Getting the Max from Education

So finally, lots of work behind, you got admitted to college or university. All you have to do now is follow through the courses and get the education you deserve. Right?

Education gives you only so much as you invest!

In the distant past, higher education was attended by a selected handful of students, with intimate relation to their professors. Contrast that with the hundreds enrolling every year now.

It's fair to give the opportunity of learning to masses. But we can't expect to be treated as specific individuals. Which professor has time to follow up on the strengths and interests of 450 students per year?

Knowledge and opportunity won't come handed on a silver plate. Here are my tips to get the max out of your education!

Actively seek the best material

  • Don't assume your textbooks or curriculum is of the best quality. What textbooks do people advise on forums? In the student groups? What do other institutions teach?
  • Try to get hold of a solid book. Books take effort to write, and are hard to update.
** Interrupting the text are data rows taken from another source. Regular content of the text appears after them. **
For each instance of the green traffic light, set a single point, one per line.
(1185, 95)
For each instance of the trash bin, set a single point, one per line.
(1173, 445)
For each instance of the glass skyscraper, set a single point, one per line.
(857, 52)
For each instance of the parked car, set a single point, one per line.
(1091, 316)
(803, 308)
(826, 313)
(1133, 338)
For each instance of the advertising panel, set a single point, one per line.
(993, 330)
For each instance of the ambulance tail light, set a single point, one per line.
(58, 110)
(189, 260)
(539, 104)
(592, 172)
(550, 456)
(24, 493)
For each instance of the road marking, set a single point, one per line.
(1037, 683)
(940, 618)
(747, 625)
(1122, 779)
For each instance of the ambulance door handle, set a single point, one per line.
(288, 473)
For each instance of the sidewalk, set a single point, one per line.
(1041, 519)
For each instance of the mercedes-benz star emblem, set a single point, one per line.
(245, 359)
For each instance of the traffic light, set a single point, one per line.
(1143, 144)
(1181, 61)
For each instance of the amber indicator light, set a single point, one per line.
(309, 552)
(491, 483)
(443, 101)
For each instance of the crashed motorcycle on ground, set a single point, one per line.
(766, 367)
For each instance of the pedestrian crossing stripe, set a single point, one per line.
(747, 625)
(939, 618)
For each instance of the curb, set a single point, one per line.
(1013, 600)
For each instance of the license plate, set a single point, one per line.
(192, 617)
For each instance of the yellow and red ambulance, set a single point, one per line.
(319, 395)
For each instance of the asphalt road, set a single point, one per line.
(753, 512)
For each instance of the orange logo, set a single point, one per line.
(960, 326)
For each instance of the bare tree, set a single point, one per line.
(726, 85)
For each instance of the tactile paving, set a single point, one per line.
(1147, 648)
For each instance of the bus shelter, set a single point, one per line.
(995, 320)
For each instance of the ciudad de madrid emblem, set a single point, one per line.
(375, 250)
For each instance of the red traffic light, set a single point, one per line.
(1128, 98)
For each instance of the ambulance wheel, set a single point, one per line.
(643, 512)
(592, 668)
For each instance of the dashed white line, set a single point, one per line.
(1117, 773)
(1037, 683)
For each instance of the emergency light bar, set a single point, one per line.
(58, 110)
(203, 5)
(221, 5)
This makes it likely – along with strong reviews – that the content lays out time-tested foundations well.
  • Complement solid material with a peek into cutting-edge research. Your class materials are likely behind state of the art. Look around for survey papers on Google Scholar or Arxiv – for the Operating Systems class I would search for "Operating Systems Survey". It's ok if you don't understand most of a paper, but you will draw inspiration and see contemporary problems.

Discover projects opportunities

Eventually you will choose a project to work on or a specialization. Maybe there's an email sent around with the list of options; or there can be a project fair with presentations.

Don't assume these options are exhaustive!

  • Project-based approach: Look around websites of the departments. Ask peers if they know about interesting projects. Then ask leaders of those interesting projects directly.
  • Person-based approach: If you have a professor who you admire, walk up to them and ask if they have any project opportunity to work on.

Code to verify your understanding

Learn to write programs as soon as possible. Computers are ruthless in correctness-checking. You can't get away with talking your way out of an exam.

A great way to verify our understanding is to put it in code.

  • Operating Systems? Write a toy memory allocator or a disk access scheduler. Fake your memory or disk with a simple array.
  • Probability Theory? Maybe code transforming uniform distribution into specific distributions. Plot the results. Make a small game where plot data slowly appears, and try to guess which distribution it is early.
  • Biology? Could design a database schema for storing species information. Test it by inserting data of a few species. Are there any species which don't fit easily?

The goal here is not necessarily completion. Feel free to abandon the code halfway. But by trying to formalize your understanding, you will gain valuable insight.

Join two extra-curricular groups

With steady access to internet, plenty of bandwidth and interesting books, it is just too easy to stick to the confort of the dorm room. To stay social and widen our perspective, join two groups unrelated to your main studies:

  • One frequented by your peers, but not about the subject. Department sports club, board game geeks, dormitory pizza bakers, whatever you fancy. You will get to know your peers better, and occasionally get useful bits of information.
  • One unrelated to your studies and faculty. How about dancing, cycling or hiking? By diversifying you encounter different mindsets and interesting people.